The whole of the effort of commemoration, originally in the form or the war memorial, was aimed at giving a focal point to grieving familes who could either not visit their loved one's grave or never had that chance, since the chap "through the fortunes of war" was denied a proper burial.
How many times do we researchers obtain a sense of satisfaction that a name on local memorial - say Smith, J - is eventually proven to be Private John Smith of such and such a regiment, who died at a certain battle, and has no known grave. At least we found out who he was, even if not where he now lies. We give him back some modicum of dignity, even if he was the end of a family line that has literally died out. Example - the "In From The Cold" project.
How many service records have we read (I am thinking of the Australian records here) containing poignant letters from mothers, wives or fathers enquiring into the whereabouts of their missing lad? Or original burial reports which neverthless resulted in a lost grave.

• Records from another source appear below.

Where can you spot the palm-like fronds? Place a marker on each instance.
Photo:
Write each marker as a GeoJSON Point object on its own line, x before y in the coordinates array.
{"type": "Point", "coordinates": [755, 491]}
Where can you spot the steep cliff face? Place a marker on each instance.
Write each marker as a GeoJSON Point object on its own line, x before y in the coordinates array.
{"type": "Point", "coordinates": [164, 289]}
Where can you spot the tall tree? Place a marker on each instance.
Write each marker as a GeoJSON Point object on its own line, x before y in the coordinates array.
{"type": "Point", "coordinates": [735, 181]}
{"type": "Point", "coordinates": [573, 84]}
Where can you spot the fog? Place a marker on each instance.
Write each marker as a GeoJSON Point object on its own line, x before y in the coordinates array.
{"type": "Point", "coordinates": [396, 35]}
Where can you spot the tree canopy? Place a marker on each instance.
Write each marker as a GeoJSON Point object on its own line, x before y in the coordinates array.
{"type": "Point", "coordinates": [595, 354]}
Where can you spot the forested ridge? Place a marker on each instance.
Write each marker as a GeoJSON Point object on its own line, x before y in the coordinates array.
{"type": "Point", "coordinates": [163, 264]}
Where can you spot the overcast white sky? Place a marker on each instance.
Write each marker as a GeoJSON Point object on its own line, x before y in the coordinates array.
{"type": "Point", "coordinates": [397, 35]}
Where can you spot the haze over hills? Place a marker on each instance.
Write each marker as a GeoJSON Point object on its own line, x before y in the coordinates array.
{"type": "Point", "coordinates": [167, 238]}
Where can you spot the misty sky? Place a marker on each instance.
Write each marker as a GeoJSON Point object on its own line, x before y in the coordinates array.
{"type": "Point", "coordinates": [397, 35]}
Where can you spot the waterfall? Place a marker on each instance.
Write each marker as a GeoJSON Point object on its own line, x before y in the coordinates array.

What then if remains are found? The very essence of what we, often voiciferously, proclaim as sacrosanct - never forgotten, etc. For what reason do we get outraged when a memorial or grave is desecrated? What would we say to a present day army widow, if we found a body or two, but were not sure if it might be their husband. Shall we say 'thought to be?" That is frankly unimaginable.
So what is the difference for a Great War casualty whose remains are finally uncovered? We might have the chance to discover who you were, but frankly you've been buried all these years where you fell, your family who knew you are all now dead (well, mostly), and the authorities are shying away from the cost of properly identifying you. We can perhaps do the bare minimum and re-inter you in a military cemetery, and there are even those who say leave you where you are. You've been there for such a time, why disturb things now?
We have increasing interest from families uncovering their own history - and TV programmes made about it - with much emotion on learning of the sacrifices of but a couple of generations ago, but we might shy away from the actual fact of finding the missing. Maybe that path already started back in the 1920's, when official recovery efforts ceased, but it seems a great pity to not now walk that extra mile in identifying remains when we increasingly have the technical ability to do so.
I have a Great Grand Uncle who lies unburied at Galipoli. Of course I never knew him. I did not even know of him until recent years, when starting my researches. I have no contact with decendents on his side of my family. I have therefore little emotional ties. But nonetheless I would like to think that, if his remains were uncovered (or the whereabouts discovered), effort would be made to gain his identification and place him in a marked grave. I believe it is owed to him and his comrades. Should we not just "do the least", but do "the very best" by them?